Memre: Hermien Louise Codrington-Kemble (1936-2023)
‘Ze wist het beste uit anderen naar boven te halen en kreeg je zover om het beste te geven van wat je had’, zo beschrijft zuster Graanoogst, Hermien Codrington-Kemble tijdens de uitvaartdienst. Hermien was een leider die mensen wist te motiveren. Vooral in het Diakonessenhuis kunnen ze ervan meepraten. Van 1974-1997 was ze de eerste Surinaamse verpleegkundig directeur.
Tekst Carl Breeveld
Haar roots liggen in Nickerie, waar ze in 1949 deel uitmaakte van de eerste groep leerlingen van de nieuwe openbare muloschool. Studeren aan de verpleegkundige opleiding van het ’s Lands Hospitaal volgde daarna. Tien jaar diende ze als verpleegkundige in dit ziekenhuis. Ze trouwde in 1957 met Frits Codrington. John, Stephen, Iwan en Dennis zijn de vier zonen die in hun gezin werden geboren.
Uit verhalen wordt duidelijk hoe betrokken ze was en hoe adequaat ze inspeelde op uitdagingen. Als docent verpleegkunde heeft ze wel honderden studenten mogen toerusten. Voor haar stond de patiënt altijd op de eerste plaats. Dat zorgde weleens voor discussies met collega’s. Hermien nam bij klachten het vrijwel altijd op voor de zieke mens. ‘Iedere patiënt moet met een tevreden gevoel het ziekenhuis verlaten’, was haar standpunt.
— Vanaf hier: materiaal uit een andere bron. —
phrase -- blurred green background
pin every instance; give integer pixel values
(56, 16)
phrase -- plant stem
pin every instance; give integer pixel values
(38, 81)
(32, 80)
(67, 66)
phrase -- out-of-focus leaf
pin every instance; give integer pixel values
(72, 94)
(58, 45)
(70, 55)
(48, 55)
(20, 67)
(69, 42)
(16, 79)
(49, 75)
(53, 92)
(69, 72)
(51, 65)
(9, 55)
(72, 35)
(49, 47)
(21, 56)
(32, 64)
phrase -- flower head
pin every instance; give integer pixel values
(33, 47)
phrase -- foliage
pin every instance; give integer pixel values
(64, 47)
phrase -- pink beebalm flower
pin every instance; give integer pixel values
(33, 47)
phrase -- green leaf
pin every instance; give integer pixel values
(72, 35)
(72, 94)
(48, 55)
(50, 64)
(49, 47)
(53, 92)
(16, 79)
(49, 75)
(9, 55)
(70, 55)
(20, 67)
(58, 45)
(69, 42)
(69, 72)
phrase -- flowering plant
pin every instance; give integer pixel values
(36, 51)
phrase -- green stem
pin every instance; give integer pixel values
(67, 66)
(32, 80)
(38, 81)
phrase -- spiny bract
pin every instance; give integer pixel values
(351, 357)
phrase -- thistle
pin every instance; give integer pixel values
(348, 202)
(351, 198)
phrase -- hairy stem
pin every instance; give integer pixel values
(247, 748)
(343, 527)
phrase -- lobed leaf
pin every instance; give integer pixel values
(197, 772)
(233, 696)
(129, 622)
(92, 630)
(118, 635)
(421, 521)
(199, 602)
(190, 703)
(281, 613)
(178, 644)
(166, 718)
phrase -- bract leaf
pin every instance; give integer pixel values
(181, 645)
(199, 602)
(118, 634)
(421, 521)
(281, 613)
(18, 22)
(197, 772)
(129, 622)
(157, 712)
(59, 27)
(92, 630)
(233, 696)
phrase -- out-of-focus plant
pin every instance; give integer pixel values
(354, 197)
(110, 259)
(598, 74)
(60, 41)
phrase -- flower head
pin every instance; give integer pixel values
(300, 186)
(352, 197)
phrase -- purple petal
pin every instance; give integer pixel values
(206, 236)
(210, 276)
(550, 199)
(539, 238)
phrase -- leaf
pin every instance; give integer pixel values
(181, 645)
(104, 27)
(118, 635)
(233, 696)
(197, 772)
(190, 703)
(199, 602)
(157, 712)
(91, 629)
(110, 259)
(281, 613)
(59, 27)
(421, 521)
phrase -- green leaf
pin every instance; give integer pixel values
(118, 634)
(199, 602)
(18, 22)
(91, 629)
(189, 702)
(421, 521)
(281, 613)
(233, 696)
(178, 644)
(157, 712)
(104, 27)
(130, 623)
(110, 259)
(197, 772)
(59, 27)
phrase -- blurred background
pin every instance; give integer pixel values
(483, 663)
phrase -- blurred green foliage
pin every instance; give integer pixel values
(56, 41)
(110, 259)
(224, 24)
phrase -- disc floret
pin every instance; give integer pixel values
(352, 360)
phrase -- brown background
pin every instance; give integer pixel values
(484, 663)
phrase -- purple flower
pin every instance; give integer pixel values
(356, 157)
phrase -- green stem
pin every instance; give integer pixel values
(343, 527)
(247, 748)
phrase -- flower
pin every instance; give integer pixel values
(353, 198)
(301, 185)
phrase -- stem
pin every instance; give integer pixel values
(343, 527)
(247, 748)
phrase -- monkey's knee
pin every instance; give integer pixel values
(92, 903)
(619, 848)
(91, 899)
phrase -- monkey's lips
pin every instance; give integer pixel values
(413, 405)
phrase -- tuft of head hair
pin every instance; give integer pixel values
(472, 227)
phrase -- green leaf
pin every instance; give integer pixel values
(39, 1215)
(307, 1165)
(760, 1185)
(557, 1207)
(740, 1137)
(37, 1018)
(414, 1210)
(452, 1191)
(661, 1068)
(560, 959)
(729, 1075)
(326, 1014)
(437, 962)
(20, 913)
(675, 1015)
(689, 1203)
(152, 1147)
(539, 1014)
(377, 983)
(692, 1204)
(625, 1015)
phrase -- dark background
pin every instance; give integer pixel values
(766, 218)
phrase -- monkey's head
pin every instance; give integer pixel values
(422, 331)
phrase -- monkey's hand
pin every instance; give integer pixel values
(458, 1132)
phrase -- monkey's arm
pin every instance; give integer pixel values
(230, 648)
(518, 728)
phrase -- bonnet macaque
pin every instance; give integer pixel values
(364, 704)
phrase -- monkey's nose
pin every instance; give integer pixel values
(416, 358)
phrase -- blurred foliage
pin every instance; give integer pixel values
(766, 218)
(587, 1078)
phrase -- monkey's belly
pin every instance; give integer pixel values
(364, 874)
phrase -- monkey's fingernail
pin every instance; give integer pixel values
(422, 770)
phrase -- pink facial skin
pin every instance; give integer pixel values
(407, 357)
De verdere ontwikkeling van de gezondheidszorg kreeg bij haar de volle aandacht. Als bestuurslid van de Centrale Opleiding voor Verpleegkundigen en beoefenaren van Aanverwante Beroepen wist ze haar stempel te drukken. Als initiatiefnemer van de eerste kinderopvang verbonden aan een ziekenhuis, zorgde ze ervoor dat medewerkers een veilige plek hadden voor hun kinderen. Het kinderverblijf van het Diakonessenhuis is overigens naar haar vernoemd. In 1994 richtte ze het Johan Bodegravenkoor op, vernoemd naar de Nederlandse radiopresentator die in 1958 met een inzamelingsactie bijdroeg aan de bouw van het Diakonessenhuis.
‘Al tijdens mijn sollicitatiegesprek vielen haar doortastende blikken en vragen mij op. Ik voelde me heel ongemakkelijk’, denkt zuster Graanoogst terug. ‘Gelet op de netjes geklede, goed voorbereide sollicitanten had ik niet de indruk dat ik door het sollicitatiegesprek zou komen. Ze zag in mij echter potentie die ik zelf nog niet had ontdekt’. Graanoogst kijkt terug op een goede samenwerking waarbij voornamelijk liefde voor de zieke mens en voor het Diakonessenhuis hen hebben verbonden.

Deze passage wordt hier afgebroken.